Süddeutsche Zeitung

IWF-Chef fordert Aufwertung des Yuan:Appetit auf mehr

Seit China seine Währung vorsichtig aufgewertet hat, werden die Forderungen nach einer weiteren Stärkung des Yuan immer lauter. Jetzt meldet sich auch noch IWF-Chef Strauss-Kahn zu Wort.

Es reicht noch nicht.
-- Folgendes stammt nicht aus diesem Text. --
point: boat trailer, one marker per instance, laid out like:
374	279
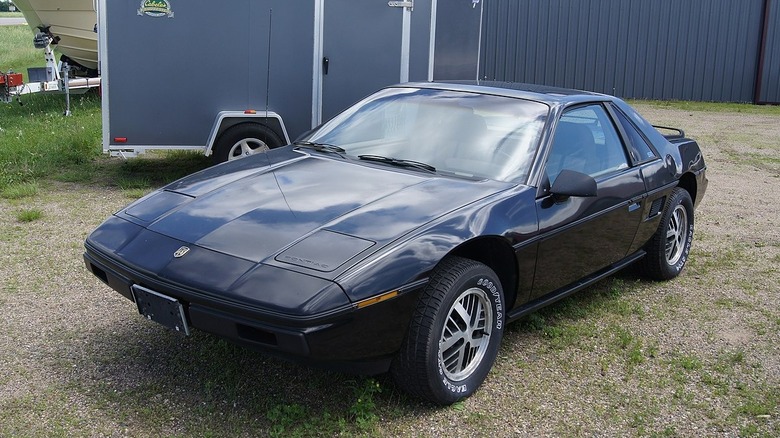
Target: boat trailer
54	78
Die chinesische Währung ist gegenüber dem Dollar auf den höchsten Stand seit fünf Jahren gestiegen, doch der Direktor des Internationalen Währungsfonds (IWF), Dominique Strauss-Kahn, hat eine weitere Aufwertung gefordert.

Der IWF sei immer noch der Ansicht, dass der Yuan, die Zähleinheit der chinesischen Währung Renminbi, "unterbewertet" sei, sagte Strauss-Kahn in Washington.

China hatte gut eine Woche vor dem G-20-Gipfel am vergangenen Wochenende einen flexibleren Wechselkurs angekündigt.

Der Yuan legte seitdem im Vergleich zum Dollar aber nur leicht an Wert zu. Strauss-Kahn warnte zugleich davor, von einer weiteren Aufwertung des Yuan das Ausgleichen der Handelsbilanzdefizite einiger Staaten zu erwarten.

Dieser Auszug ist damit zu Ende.